NOTE: The New York Crank did what any alarmed citizen would do. I whipped out my cell phone and called 911. The paramedics arrived and trucked Mme. Galzogorist away to an under-funded city hospital. There she was declared normal and released after a lengthy rant to the staff psychiatrists concerning her fears that the court will declare health insurance unconstitutional. Oh and of course, they found she had no health insurance and billed her MasterCard $250,000 for the hospital visit. Since Mme. Galzorist cannot pay off the bill, she is being charged 25% interest a month. I hear that usury is again constitutional.

Tuesday, July 03, 2007

No comments needed, but I'll give you a few anyway

This poster was borrowed -- well, okay, stolen -- from Billionaires for Bush (link in the links column at right.) I highly recommend that you check out their website.

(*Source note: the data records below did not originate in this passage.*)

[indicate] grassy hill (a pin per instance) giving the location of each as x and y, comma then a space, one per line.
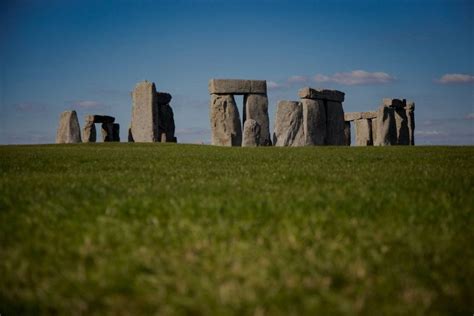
201, 230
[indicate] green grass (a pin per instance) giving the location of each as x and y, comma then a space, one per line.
184, 229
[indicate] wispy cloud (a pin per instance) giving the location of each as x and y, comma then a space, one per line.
456, 79
29, 107
298, 79
356, 77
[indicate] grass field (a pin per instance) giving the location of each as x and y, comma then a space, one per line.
200, 230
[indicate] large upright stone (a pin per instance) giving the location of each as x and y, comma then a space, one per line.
363, 129
69, 130
166, 126
116, 132
107, 130
401, 122
314, 121
386, 126
89, 133
334, 123
144, 125
226, 128
410, 112
347, 133
289, 124
256, 108
251, 135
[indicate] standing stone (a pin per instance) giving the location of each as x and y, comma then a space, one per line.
401, 122
363, 129
256, 108
410, 112
289, 124
251, 135
314, 121
107, 132
89, 133
166, 122
386, 126
225, 121
116, 132
334, 123
69, 130
144, 125
347, 133
374, 130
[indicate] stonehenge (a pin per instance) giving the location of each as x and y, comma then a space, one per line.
317, 119
69, 131
392, 124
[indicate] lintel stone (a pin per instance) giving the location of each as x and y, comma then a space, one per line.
237, 86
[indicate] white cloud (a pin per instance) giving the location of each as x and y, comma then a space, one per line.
272, 85
356, 77
456, 78
428, 133
297, 79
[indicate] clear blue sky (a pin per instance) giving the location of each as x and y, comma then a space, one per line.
88, 55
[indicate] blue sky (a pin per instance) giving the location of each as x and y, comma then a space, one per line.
88, 55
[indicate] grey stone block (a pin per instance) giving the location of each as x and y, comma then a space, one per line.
314, 121
226, 128
251, 135
256, 108
289, 124
321, 94
237, 86
334, 123
363, 130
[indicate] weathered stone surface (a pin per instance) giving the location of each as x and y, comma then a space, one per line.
89, 133
144, 125
352, 116
115, 132
314, 121
100, 119
256, 108
410, 111
130, 136
347, 133
107, 130
334, 123
226, 128
394, 103
237, 86
166, 122
289, 124
321, 94
69, 130
401, 122
251, 135
374, 130
363, 129
163, 98
386, 127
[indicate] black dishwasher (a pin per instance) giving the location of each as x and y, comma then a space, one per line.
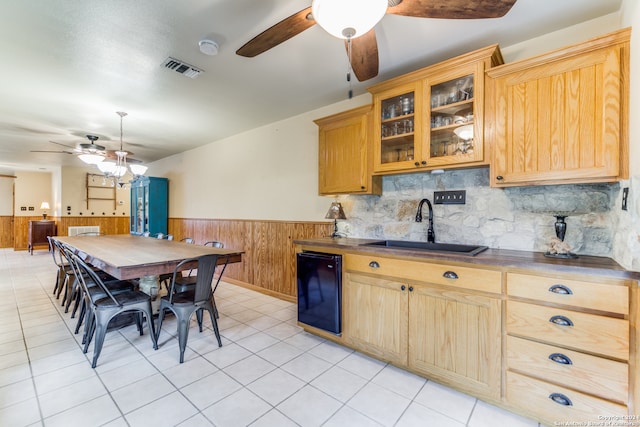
319, 290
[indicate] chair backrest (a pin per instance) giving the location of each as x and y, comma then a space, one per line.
206, 268
83, 273
214, 243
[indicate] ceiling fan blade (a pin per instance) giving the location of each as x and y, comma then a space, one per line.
50, 151
453, 9
282, 31
364, 56
64, 145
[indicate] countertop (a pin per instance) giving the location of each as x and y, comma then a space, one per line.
584, 264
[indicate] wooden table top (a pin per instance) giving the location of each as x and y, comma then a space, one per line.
126, 256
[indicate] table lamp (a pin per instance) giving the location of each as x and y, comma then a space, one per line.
335, 213
45, 207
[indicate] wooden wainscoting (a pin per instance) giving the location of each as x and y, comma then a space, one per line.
108, 225
268, 264
6, 231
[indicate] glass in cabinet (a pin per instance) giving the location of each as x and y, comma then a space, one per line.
453, 134
398, 111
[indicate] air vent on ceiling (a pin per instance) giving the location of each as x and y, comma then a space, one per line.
182, 67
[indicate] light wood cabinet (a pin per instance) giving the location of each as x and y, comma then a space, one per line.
344, 161
450, 333
454, 338
568, 347
376, 316
561, 117
419, 118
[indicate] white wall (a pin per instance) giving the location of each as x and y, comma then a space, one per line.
32, 188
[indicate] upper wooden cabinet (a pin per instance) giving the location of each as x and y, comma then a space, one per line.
433, 117
561, 117
345, 155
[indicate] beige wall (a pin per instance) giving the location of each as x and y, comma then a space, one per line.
74, 194
6, 196
268, 173
32, 188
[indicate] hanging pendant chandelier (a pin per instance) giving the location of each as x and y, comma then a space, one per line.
116, 170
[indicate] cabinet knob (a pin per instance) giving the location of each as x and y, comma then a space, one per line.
561, 321
450, 275
560, 289
560, 399
560, 358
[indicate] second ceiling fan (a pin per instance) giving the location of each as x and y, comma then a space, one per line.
363, 49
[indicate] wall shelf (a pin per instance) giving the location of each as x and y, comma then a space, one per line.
93, 190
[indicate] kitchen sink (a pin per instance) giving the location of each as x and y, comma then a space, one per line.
470, 250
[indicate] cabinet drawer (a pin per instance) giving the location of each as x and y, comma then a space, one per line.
592, 295
587, 332
534, 396
591, 374
467, 278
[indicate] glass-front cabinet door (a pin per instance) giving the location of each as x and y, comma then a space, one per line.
453, 136
399, 125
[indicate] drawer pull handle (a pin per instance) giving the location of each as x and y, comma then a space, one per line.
560, 289
561, 321
450, 275
560, 358
561, 399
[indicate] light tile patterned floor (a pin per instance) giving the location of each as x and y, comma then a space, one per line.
268, 373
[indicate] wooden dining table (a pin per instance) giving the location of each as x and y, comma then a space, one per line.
127, 256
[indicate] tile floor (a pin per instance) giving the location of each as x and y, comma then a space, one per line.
267, 373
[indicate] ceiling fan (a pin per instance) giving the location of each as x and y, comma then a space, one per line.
362, 46
88, 149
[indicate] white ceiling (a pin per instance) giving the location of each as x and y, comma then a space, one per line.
67, 67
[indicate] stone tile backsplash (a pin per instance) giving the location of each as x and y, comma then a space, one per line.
520, 218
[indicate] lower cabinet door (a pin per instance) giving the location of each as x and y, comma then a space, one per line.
455, 338
375, 317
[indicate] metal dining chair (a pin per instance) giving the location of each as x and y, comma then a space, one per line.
101, 310
195, 300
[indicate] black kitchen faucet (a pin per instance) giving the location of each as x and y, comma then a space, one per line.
431, 235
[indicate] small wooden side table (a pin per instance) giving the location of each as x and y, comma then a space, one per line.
38, 232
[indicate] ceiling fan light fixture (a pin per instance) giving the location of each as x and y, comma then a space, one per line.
91, 158
348, 18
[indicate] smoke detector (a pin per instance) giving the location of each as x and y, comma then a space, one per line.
208, 47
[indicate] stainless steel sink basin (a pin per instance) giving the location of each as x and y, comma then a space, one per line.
470, 250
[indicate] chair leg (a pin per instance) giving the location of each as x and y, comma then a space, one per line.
102, 321
214, 323
60, 272
83, 310
183, 333
199, 318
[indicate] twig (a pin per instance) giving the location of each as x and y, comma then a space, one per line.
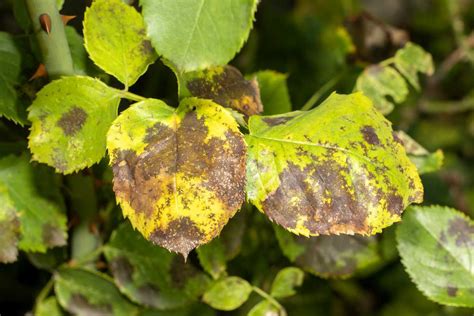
52, 42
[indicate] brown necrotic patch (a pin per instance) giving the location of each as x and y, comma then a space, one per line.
273, 121
180, 236
370, 136
320, 197
72, 121
218, 164
228, 88
320, 194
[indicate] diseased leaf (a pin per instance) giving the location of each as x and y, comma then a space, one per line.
334, 170
150, 275
285, 282
265, 308
70, 118
228, 294
330, 256
83, 292
437, 249
179, 175
115, 38
379, 82
273, 91
29, 219
10, 66
224, 85
385, 85
424, 161
49, 307
197, 34
412, 59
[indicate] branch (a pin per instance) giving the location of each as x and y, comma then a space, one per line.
53, 43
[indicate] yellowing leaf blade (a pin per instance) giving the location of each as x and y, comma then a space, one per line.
115, 38
178, 175
334, 170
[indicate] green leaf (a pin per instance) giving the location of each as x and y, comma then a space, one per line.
10, 66
285, 282
384, 84
273, 91
424, 161
330, 256
212, 258
150, 275
115, 38
29, 217
412, 59
82, 64
380, 83
49, 307
70, 118
336, 169
437, 246
197, 34
228, 294
224, 85
179, 174
83, 292
265, 308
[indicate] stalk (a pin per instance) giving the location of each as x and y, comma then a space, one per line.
54, 46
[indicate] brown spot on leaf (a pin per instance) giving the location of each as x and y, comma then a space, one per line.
53, 236
331, 256
72, 121
395, 203
181, 236
329, 206
452, 291
229, 89
272, 121
397, 139
370, 136
78, 304
9, 231
142, 180
463, 231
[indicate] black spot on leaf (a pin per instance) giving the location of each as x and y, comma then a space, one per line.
463, 231
370, 136
72, 121
228, 88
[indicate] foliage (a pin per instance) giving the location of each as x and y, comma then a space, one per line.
183, 138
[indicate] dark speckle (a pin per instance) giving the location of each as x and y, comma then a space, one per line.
370, 135
452, 291
463, 231
181, 236
272, 121
72, 121
146, 47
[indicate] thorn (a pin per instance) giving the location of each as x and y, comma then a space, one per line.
45, 22
40, 72
67, 18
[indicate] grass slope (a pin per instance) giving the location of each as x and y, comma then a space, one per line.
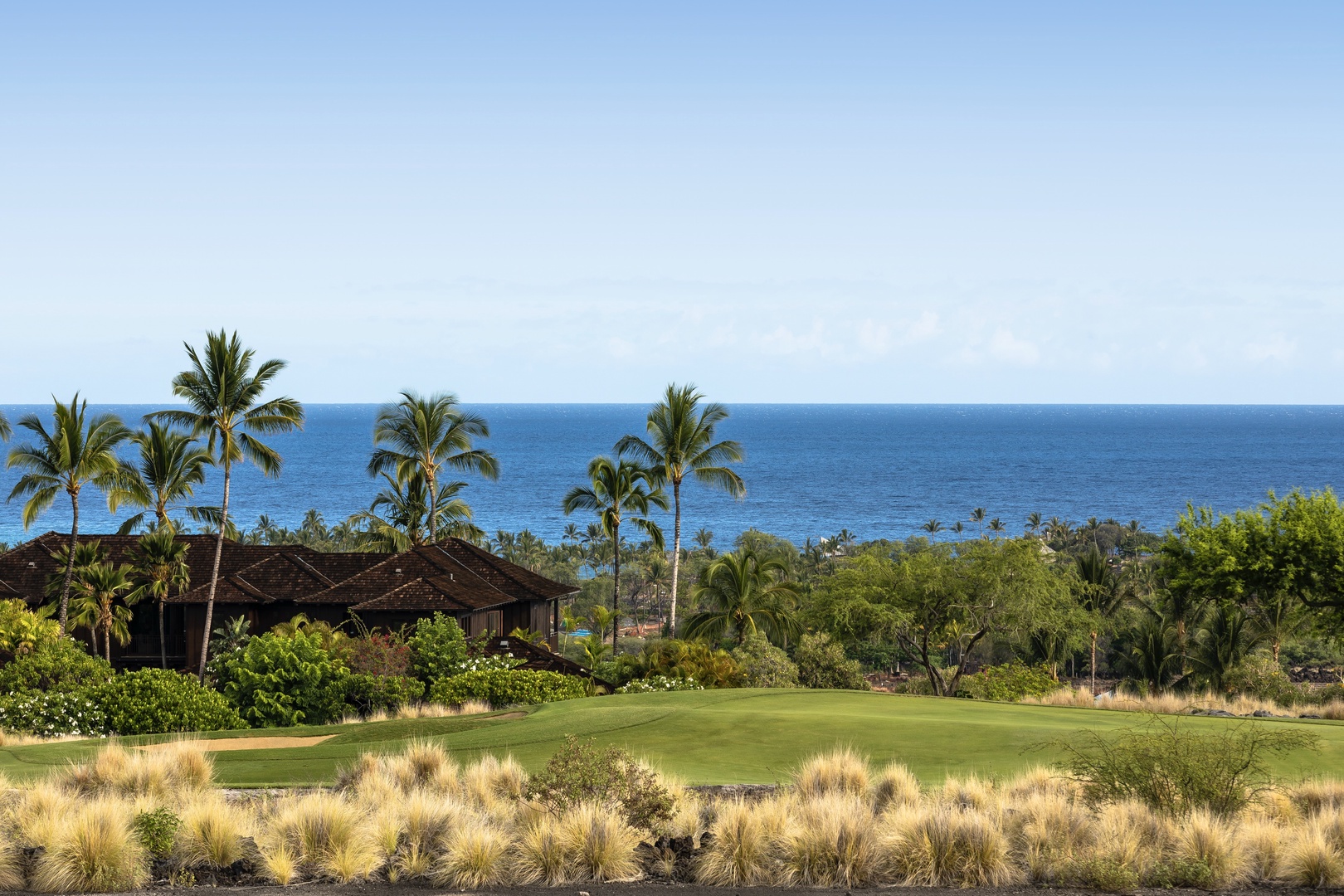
711, 737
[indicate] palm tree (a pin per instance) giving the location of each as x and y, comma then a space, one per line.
620, 490
426, 436
173, 464
223, 403
78, 450
399, 518
682, 444
95, 603
745, 594
979, 516
158, 566
1101, 596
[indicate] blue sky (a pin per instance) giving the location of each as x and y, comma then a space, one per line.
847, 202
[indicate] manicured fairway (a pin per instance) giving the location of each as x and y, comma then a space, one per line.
713, 737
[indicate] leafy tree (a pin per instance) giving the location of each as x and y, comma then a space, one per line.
223, 403
426, 436
1099, 594
620, 490
158, 566
171, 465
745, 594
78, 450
682, 442
95, 605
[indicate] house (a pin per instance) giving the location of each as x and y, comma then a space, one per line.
268, 585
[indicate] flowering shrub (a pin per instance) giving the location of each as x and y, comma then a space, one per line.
505, 687
54, 712
368, 694
659, 683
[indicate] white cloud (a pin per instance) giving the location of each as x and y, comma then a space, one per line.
1276, 348
1008, 348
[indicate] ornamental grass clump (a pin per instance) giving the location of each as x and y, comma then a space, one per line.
93, 850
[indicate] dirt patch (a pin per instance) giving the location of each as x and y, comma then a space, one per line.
247, 743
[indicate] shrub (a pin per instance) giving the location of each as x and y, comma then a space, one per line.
659, 683
823, 664
155, 702
368, 694
281, 680
437, 648
377, 655
1259, 676
763, 665
63, 665
505, 687
1175, 768
22, 631
51, 713
582, 774
1011, 681
156, 830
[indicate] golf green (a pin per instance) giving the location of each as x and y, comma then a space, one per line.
709, 737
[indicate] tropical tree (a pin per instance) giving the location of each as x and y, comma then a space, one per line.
399, 518
78, 450
1099, 592
682, 442
424, 437
223, 395
620, 490
171, 465
95, 603
158, 564
745, 594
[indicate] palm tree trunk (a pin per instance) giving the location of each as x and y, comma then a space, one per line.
214, 579
1093, 668
676, 553
616, 585
71, 561
433, 500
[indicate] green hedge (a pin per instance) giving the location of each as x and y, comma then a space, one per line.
505, 687
156, 702
368, 694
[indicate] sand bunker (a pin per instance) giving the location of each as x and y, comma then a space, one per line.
247, 743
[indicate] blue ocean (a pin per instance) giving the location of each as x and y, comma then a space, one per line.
880, 470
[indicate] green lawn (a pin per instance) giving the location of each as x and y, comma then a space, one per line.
711, 737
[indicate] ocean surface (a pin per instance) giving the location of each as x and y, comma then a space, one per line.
879, 470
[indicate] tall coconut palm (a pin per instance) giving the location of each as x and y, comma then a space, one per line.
95, 603
78, 450
158, 564
1101, 596
682, 442
426, 436
745, 594
620, 490
399, 518
171, 465
223, 395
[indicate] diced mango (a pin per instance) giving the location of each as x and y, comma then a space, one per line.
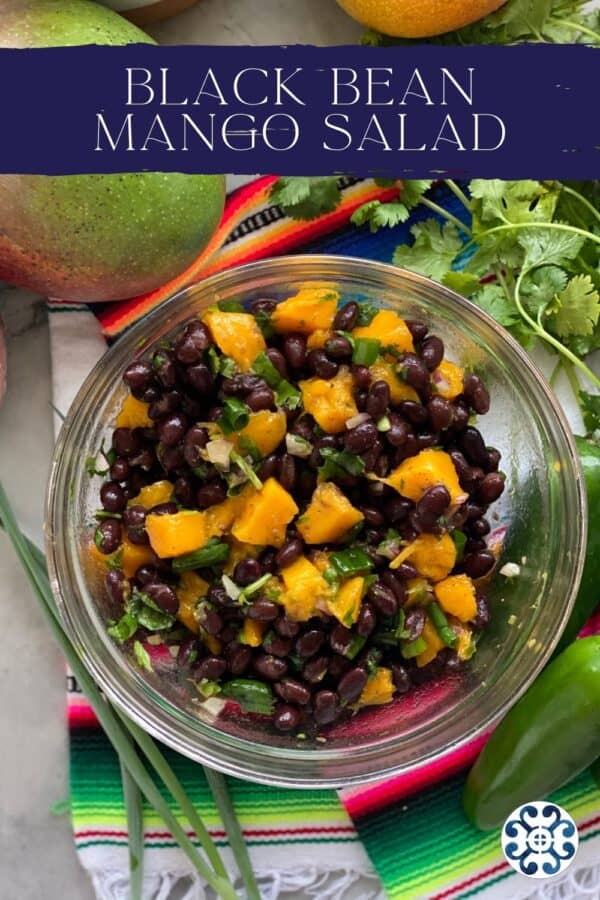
311, 309
379, 689
134, 414
433, 641
304, 588
252, 632
456, 596
448, 380
264, 517
265, 429
434, 556
417, 474
345, 606
381, 370
237, 335
153, 494
190, 590
175, 534
388, 328
329, 515
331, 401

There would be no further commentary necessary concerning Paris Hilton, if not for the interview she gave Larry King recently.

It was the kind of interview that made you want to dance around and chant, "Liar, liar, yer pants on fire!" I'm not a big Paris Hilton follower, but something about the interview rang as false as a three dollar bill. Perhaps it was Larry King's steadfast failure to ask followup questions.

For example, Paris said she goes into her office every day and does hard work. King might have followed up by asking what she does while she's working hard. Does she make phone calls? Does she doodle? Does she have to lug heavy packages? Sweep out the office? Is she at her desk at 8 AM until the wee hours of the night? Does some boss drop into her office on an hourly basis and holler, "Paris, are you going to finish that damn assignment today or am I going to have to give it to the new kid in the mail room?"

What exactly constitute hard work in the separate universe of a rich woman who drives drunk and violates court orders with a shrug?

She should have been asked, but nah! Not Softball Larry, the interviewer with a national audience who's notorious for turning every interview into free celebrity advertising. So when she said she doesn't do drugs, it wasn't surprising he didn't raise an eyebrow, much less a penetrating question about her claim.

Fortunately, somebody at The Smoking Gun raise not only an eyebrow, but some telling documentary films that show Paris was lying through her teeth. Check it out here:

What was I saying about an excess wealth tax earlier this week?